From my experience of cultural events, I have to say it’s not a case of London or bust. Almost certainly, the ones held in the capital are larger and more lavish, but that doesn’t automatically translate into a better personal experience. They’re bigger, but so are the crowds, the cost (directly or indirectly) and the personal distance from the action (street-carnivals excepted). The content can be much the same, just more so. It’s something to think about.
Last time we were making a summary of the Maslenitsa-week events, now the weekend does indeed start here:
Friday is a day traditionally dedicated to mothers-in-law, with invitations prepared and sent to them by Russian sons-in-law, setting a date for a family pancake party held in the older woman’s honour. Immediately prior to party day the in-laws would send pans, butter and buckwheat, whilst on the day itself the son-in-law sent a delegation of his personal ambassadors to call for their honoured guest. The size of the entourage was an issue of prestige and flattery for the recipient and for those neighbours observing. Getting it right or wrong was decidedly a big deal within family relations.
Saturday is the day for sisters-in-law, when young brides entertained these traditionally suspicious female relatives in the hope of gaining favour. The relationship status of the main guest was a deciding factor. A single sister-in-law would find herself at a party populated with a significant number of eligible young men, but if she was married then a good turnout of her married friends was expected.
Sunday was a day for requesting and issuing forgiveness (for the living and the dead) and for young husbands and wives to hand out presents to friends, relations, godparents and well-wishers who had attended their wedding.
Additionally, Sunday saw the crucial climactic event that truly marked the end of the celebration and the end of winter: the burning of the Maslenitsa effigy fashioned at the start of the week. This was carried out on a bonfire of hay and rags and emphasised a clean break between the end of winter and the start of summer. The Maslenitsa fires literally sent winter away as they melted the snow and ice around them, revealing the new ground of summer.

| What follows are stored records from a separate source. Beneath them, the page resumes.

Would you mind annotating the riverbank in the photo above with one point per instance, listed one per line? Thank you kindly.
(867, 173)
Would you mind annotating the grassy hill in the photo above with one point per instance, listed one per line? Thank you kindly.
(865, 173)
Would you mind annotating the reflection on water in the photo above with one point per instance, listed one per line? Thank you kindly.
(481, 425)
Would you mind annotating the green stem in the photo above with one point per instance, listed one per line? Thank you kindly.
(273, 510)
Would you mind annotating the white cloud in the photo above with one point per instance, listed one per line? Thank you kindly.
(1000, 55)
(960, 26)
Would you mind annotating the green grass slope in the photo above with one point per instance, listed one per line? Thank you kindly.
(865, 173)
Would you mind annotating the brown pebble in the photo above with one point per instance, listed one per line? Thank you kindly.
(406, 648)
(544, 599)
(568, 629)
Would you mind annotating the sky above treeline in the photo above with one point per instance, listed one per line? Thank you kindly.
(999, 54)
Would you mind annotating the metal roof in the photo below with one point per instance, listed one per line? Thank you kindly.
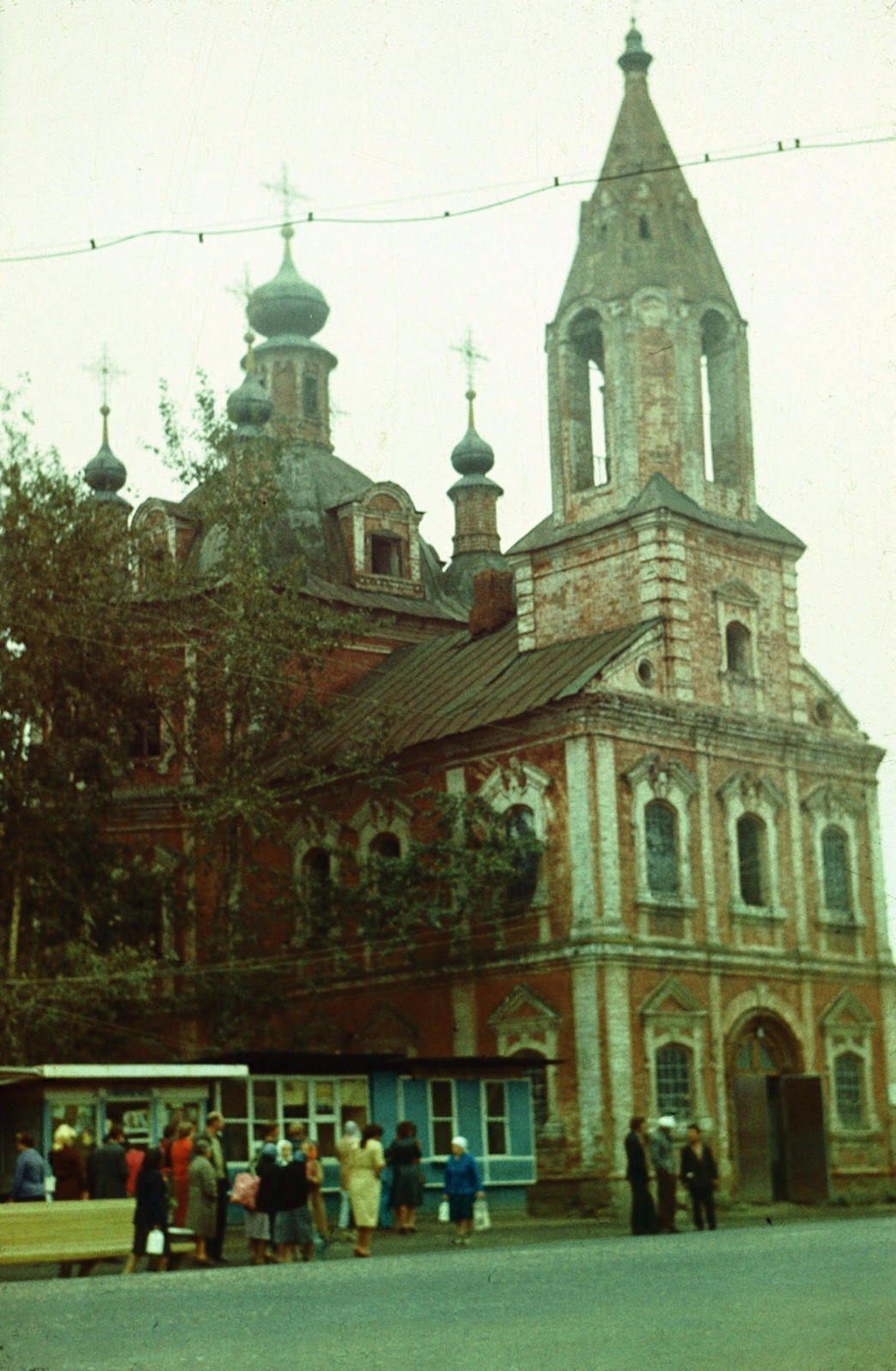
(455, 683)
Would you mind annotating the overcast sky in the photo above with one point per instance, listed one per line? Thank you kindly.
(129, 116)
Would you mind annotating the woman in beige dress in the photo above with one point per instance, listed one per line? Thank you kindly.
(363, 1185)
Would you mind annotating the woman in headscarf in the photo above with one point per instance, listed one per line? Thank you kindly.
(463, 1185)
(344, 1149)
(363, 1185)
(404, 1156)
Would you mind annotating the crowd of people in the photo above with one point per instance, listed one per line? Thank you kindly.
(182, 1185)
(695, 1169)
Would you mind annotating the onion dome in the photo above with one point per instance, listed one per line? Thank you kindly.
(473, 456)
(288, 305)
(249, 406)
(105, 473)
(635, 58)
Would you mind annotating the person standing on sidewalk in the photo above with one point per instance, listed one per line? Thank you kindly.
(663, 1158)
(463, 1185)
(212, 1135)
(701, 1176)
(642, 1211)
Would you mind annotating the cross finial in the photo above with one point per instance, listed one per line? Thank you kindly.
(287, 191)
(105, 372)
(470, 356)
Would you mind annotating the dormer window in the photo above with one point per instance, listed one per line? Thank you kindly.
(386, 555)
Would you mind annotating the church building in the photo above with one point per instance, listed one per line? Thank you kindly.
(706, 931)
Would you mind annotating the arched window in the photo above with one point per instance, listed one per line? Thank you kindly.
(662, 849)
(848, 1094)
(317, 879)
(519, 826)
(836, 870)
(720, 399)
(385, 845)
(673, 1081)
(738, 649)
(589, 449)
(751, 860)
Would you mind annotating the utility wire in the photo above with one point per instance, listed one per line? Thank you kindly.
(432, 217)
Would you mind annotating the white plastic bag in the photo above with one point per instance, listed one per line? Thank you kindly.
(481, 1219)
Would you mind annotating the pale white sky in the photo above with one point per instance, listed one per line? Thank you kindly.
(126, 116)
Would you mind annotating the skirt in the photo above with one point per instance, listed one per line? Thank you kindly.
(461, 1206)
(258, 1226)
(294, 1226)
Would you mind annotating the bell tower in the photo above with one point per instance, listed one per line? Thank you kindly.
(647, 356)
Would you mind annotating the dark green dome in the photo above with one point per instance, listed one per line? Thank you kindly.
(473, 456)
(288, 303)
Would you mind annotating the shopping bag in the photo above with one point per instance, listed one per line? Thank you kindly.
(481, 1219)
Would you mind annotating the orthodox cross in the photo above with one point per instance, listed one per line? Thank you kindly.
(470, 356)
(287, 192)
(105, 374)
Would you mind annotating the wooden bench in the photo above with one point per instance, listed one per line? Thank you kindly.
(75, 1230)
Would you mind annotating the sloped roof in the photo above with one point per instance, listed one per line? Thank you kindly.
(455, 683)
(658, 494)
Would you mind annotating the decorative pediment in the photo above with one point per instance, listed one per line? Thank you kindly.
(523, 1008)
(672, 1000)
(831, 802)
(662, 776)
(386, 1030)
(847, 1011)
(754, 793)
(738, 593)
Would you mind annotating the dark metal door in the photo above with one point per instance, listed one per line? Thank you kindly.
(751, 1135)
(804, 1144)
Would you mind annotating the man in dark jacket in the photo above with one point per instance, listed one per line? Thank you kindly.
(642, 1211)
(107, 1169)
(701, 1176)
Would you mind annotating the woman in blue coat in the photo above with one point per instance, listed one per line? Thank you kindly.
(463, 1185)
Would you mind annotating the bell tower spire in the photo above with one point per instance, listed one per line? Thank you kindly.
(647, 356)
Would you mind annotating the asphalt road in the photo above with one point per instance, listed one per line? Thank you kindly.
(802, 1297)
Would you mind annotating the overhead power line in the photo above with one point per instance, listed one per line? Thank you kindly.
(349, 217)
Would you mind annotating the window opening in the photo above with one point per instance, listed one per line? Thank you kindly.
(673, 1081)
(662, 849)
(836, 865)
(519, 826)
(441, 1112)
(848, 1089)
(751, 860)
(495, 1117)
(385, 555)
(310, 404)
(738, 649)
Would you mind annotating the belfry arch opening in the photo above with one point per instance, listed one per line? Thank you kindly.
(589, 450)
(718, 397)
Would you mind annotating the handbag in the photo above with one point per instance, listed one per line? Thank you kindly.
(481, 1219)
(246, 1190)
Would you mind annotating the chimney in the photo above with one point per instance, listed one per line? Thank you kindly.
(492, 601)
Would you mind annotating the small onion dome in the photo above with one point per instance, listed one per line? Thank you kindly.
(249, 406)
(473, 456)
(635, 58)
(288, 305)
(105, 473)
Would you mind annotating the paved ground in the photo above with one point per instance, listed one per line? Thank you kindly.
(785, 1297)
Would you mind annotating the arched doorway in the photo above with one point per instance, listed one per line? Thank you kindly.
(777, 1114)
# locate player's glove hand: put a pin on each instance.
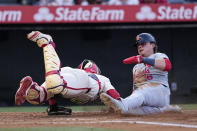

Maslenitsa was also a time of personal purification or perhaps rebirth; starting anew and abandoning old grudges and unsettled thoughts. The fires also consumed remaining scraps from the week’s feasting as a harbinger of the coming Lent.
Finally, when the fires had died, ashes of Maslenitsa effigies were gathered and scattered across the fields as offerings to promote abundant crops in the late summer harvests. In one final reminder of Maslenitsa’s grim, Pagan origins, it’s worth remembering that the original scattered ashes would have been human, from a a sacrifice burnt and torn to shreds before being cast to the soil.